Il faudra certainement autre chose de plus sincère, concret et sérieux émanant d'Islamabad (sinon de Rawalpindi [20]) pour convaincre les autorités indiennes d'engager un chapitre bilatéral plus apaisé. En cette année célébrant le 25e anniversaire du dernier conflit indo-pakistanais en date (la « crise de Kargil », sur les hauteurs du Cachemire, avril-juillet 1999), on peine hélas à entrevoir à court, même à moyen terme pareille, perspective.


[1] Le 21 avril 2019 (Dimanche de Pâques), une série de huit attaques terroristes perpétrées à Colombo, Negombo et Batticaloa par un commando de citoyens sri lankais radicalisés proches de Daech (Etat islamique) laissait dans son sillage un bilan humain effroyable (270 victimes ; 500 blessés) et une nation dans l'incompréhension, la douleur et l'effroi.

[2] ''Afghanistan : mille jours de gouvernement taliban'', Asialyst, 28 mars 2024.

[3] Pour rappel, à cette heure, aucun Etat n'a reconnu ce régime taliban afghan 2.0 ; lors de son 1er quinquennat au pouvoir (1996-2001), le gouvernement taliban d'alors avait été reconnu par le Pakistan, l'Arabie saoudite et les Emirats arabes unis.

[4] Au pouvoir depuis août 2023.

[5] Le 22 mars 2024, une quarantaine d'attaques à l'explosif – de faible intensité - étaient perpétrées dans le sud-insurrectionnel du royaume, dont une vingtaine dans la province de Pattani, une douzaine dans la province voisine de Yala, 6 à Narathiwat, enfin, 2 à Songkhla.

[6] Au milieu du XXe siècle, la Birmanie figurait notamment parmi les tous premiers producteurs mondiaux de riz.

[7] Milices populaires locales soutenant l'action du gouvernement parallèle pro-démocratie (NUG), lesquelles se comptent aujourd'hui par centaines, présentes sur tout le territoire birman.

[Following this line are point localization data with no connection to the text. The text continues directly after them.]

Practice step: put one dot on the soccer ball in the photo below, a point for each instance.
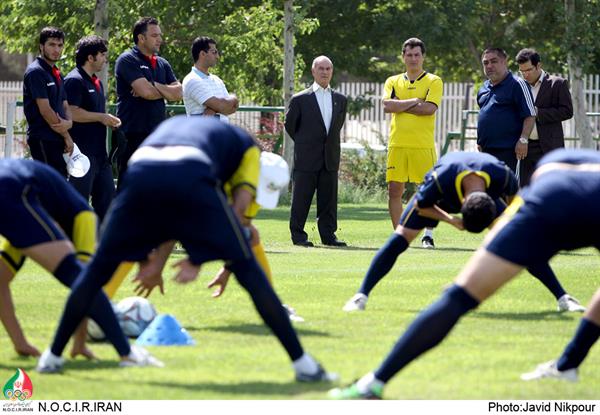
(135, 314)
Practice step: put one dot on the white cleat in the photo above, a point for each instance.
(568, 303)
(140, 357)
(49, 363)
(356, 303)
(549, 370)
(293, 316)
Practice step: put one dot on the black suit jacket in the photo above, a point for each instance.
(314, 149)
(554, 105)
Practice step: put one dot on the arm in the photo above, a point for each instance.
(171, 92)
(144, 89)
(423, 108)
(83, 116)
(562, 112)
(436, 213)
(225, 106)
(399, 105)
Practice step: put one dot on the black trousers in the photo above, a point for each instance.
(304, 185)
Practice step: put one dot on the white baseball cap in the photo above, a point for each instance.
(274, 177)
(77, 163)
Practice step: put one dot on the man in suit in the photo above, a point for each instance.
(313, 120)
(553, 105)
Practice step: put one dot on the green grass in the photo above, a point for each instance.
(237, 358)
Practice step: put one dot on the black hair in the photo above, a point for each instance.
(51, 32)
(413, 42)
(141, 27)
(89, 45)
(201, 44)
(530, 55)
(478, 211)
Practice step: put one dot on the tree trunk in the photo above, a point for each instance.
(582, 124)
(101, 28)
(288, 74)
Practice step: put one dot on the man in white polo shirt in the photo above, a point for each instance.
(203, 92)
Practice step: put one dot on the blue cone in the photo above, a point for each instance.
(165, 330)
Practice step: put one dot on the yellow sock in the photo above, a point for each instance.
(117, 279)
(261, 258)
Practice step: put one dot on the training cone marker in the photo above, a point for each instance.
(165, 330)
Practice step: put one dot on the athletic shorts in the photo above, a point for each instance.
(161, 201)
(557, 212)
(409, 165)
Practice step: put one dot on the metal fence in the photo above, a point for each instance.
(371, 125)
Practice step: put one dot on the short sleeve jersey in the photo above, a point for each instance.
(443, 184)
(137, 114)
(503, 107)
(199, 87)
(90, 137)
(408, 130)
(40, 83)
(234, 157)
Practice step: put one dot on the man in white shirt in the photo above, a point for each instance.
(203, 92)
(314, 120)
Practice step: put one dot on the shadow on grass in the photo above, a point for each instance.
(256, 330)
(362, 213)
(288, 389)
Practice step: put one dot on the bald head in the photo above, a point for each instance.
(322, 70)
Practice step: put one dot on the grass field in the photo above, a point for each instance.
(237, 358)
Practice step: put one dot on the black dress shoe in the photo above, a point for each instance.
(335, 242)
(306, 244)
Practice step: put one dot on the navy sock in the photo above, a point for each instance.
(268, 305)
(586, 335)
(428, 329)
(87, 298)
(383, 262)
(68, 270)
(544, 273)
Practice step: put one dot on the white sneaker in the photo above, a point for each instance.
(293, 316)
(140, 357)
(49, 363)
(356, 303)
(568, 303)
(549, 370)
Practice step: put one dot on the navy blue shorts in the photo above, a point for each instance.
(559, 212)
(162, 201)
(23, 219)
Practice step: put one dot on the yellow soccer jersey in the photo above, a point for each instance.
(408, 130)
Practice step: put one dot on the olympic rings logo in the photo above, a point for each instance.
(17, 395)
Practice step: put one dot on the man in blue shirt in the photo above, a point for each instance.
(86, 97)
(507, 113)
(552, 214)
(171, 192)
(144, 81)
(45, 103)
(478, 186)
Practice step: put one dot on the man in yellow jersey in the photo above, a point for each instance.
(412, 98)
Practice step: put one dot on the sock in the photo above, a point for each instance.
(305, 364)
(117, 279)
(383, 262)
(544, 273)
(367, 382)
(87, 298)
(268, 305)
(428, 329)
(261, 258)
(586, 335)
(68, 270)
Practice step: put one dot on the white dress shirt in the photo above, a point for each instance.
(325, 101)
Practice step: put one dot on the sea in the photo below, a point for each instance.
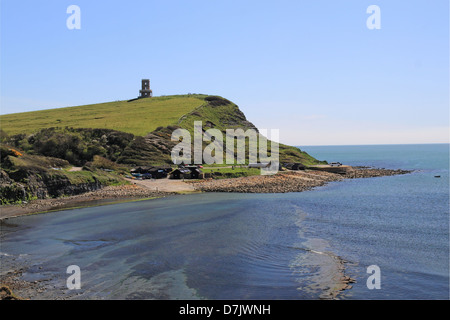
(390, 235)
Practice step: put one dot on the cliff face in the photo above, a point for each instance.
(35, 164)
(80, 145)
(26, 177)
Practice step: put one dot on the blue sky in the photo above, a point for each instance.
(309, 68)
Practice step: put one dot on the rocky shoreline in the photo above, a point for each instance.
(289, 181)
(285, 181)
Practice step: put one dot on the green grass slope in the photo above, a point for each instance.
(138, 117)
(132, 133)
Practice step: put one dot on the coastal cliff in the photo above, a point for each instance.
(37, 155)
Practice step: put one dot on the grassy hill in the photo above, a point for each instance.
(133, 133)
(138, 117)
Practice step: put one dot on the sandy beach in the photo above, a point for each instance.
(286, 181)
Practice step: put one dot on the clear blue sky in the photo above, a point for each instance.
(309, 68)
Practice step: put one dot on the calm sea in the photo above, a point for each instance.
(255, 246)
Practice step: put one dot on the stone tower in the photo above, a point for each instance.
(145, 92)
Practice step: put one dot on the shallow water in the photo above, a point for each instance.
(254, 246)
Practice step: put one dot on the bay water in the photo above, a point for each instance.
(254, 246)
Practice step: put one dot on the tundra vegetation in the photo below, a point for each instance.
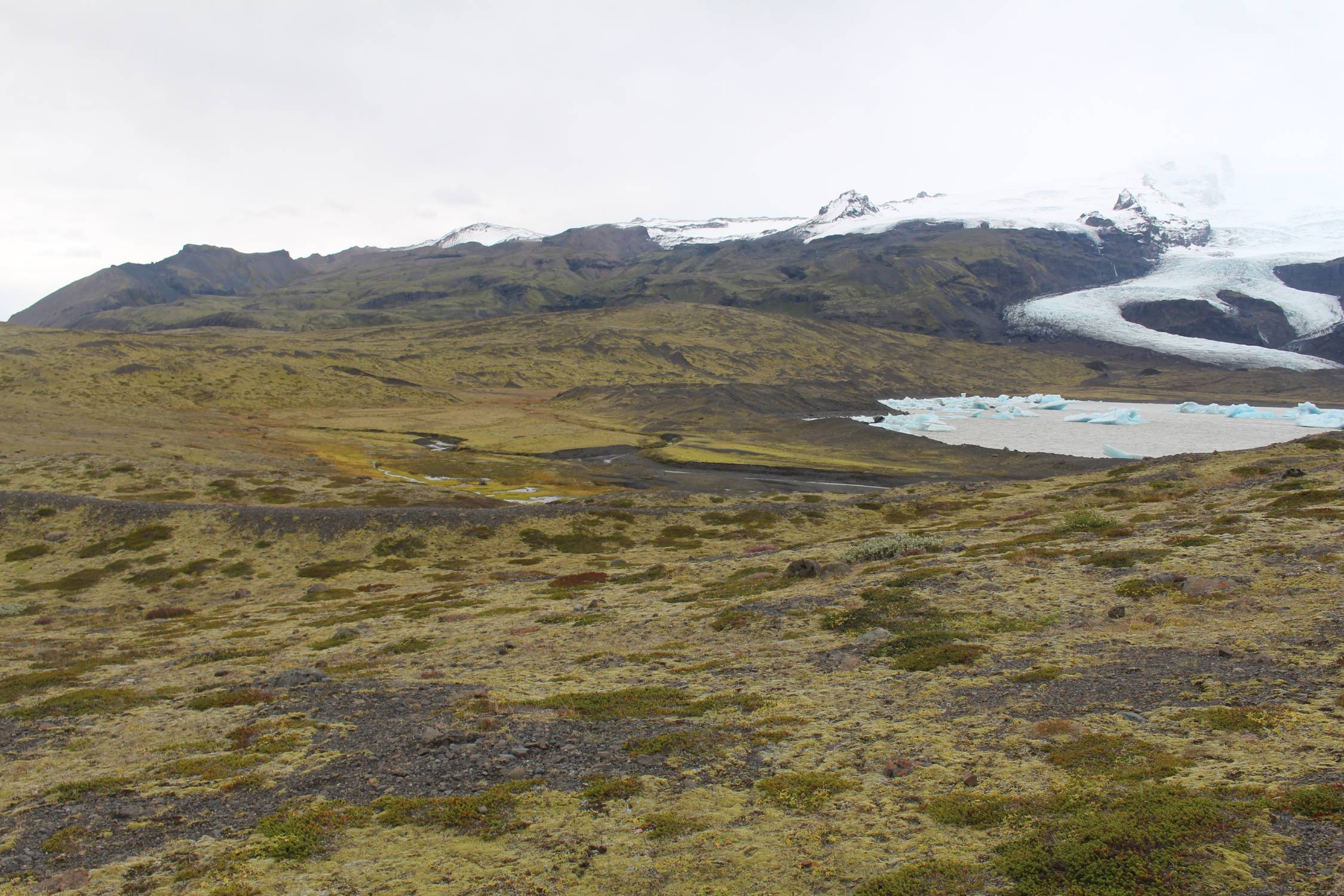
(1113, 679)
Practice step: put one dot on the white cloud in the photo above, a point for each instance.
(316, 125)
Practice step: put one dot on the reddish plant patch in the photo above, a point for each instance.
(578, 579)
(167, 613)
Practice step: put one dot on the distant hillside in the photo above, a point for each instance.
(197, 271)
(940, 278)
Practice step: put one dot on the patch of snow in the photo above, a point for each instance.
(668, 233)
(1115, 417)
(483, 233)
(1165, 432)
(1234, 412)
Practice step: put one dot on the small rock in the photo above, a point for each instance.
(898, 768)
(873, 637)
(850, 662)
(803, 569)
(836, 570)
(296, 677)
(73, 879)
(1202, 587)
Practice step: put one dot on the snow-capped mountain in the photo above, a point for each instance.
(483, 233)
(1187, 217)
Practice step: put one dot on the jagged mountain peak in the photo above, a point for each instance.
(851, 203)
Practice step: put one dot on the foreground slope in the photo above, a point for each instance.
(1112, 683)
(339, 417)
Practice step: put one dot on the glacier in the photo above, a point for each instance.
(1208, 233)
(1036, 424)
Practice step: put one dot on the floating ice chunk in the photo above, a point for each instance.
(1195, 407)
(1248, 413)
(1117, 417)
(1234, 412)
(915, 424)
(1323, 421)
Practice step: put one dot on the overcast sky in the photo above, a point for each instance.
(135, 127)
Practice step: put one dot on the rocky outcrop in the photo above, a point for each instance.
(1321, 277)
(1250, 323)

[8] Emprisonnée depuis février 2021, La Dame de Rangoun aurait été il y a peu (février) déplacée vers une résidence surveillée à Naypyidaw, l'austère capitale.

[9] Situé 200 km à l'ouest de l'île Philippine de Luzon.

[10] The Korea Times, 23 avril 2024.

[11] ''Taiwan Strait may face 'political tsunami' in 2025 but young hearts can save the day: mainland China journal'', The South China Morning Post, 19 avril 2024.

[12] The Straits Times, 28 avril 2024.

[13] Le Japan (un allié stratégique asiatique des Etats-Unis) figure parmi les pays ayant sanctionné le plus durement jusqu'alors la Russie du président V. Poutine pour son aventurisme militaire coupable en Ukraine.

[14] En janvier, V. Poutine évoquait le projet à terme d'une visite sur place, au mécontentement que l'on devine de Tokyo (The Japan Times, 12 janvier 2024).

[15] ''Russia to Japan: Drop territorial claim if you want a peace treaty'', Reuters, 30 janvier 2024.

[16] ''Pak PM Shehbaz Sharif Urged For Trade Talks With India To Revive Economy'', NDTV, 26 avril 2024.

[17] ''Dar says Pakistan to examine trade situation with India'', Dawn (Pakistan), 24 avril 2024.

[18] Aux premières loges pour déplorer au quotidien l'état sinistré de l'économie nationale et la situation plus que difficile des comptes publics.

[19] ''Pakistani Business Leaders Pitch for Trade Talks With India'', The Diplomat, 26 avril 2024.

[20] Ville voisine de la capitale Islamabad où se trouve le quartier-général de la très influente Pakistan Army et de ses omnipotents généraux, dont l'autorité et l'ascendant sur les dirigeants civils, au printemps 2024, ne sauraient se discuter, peu important la lettre de la Constitution.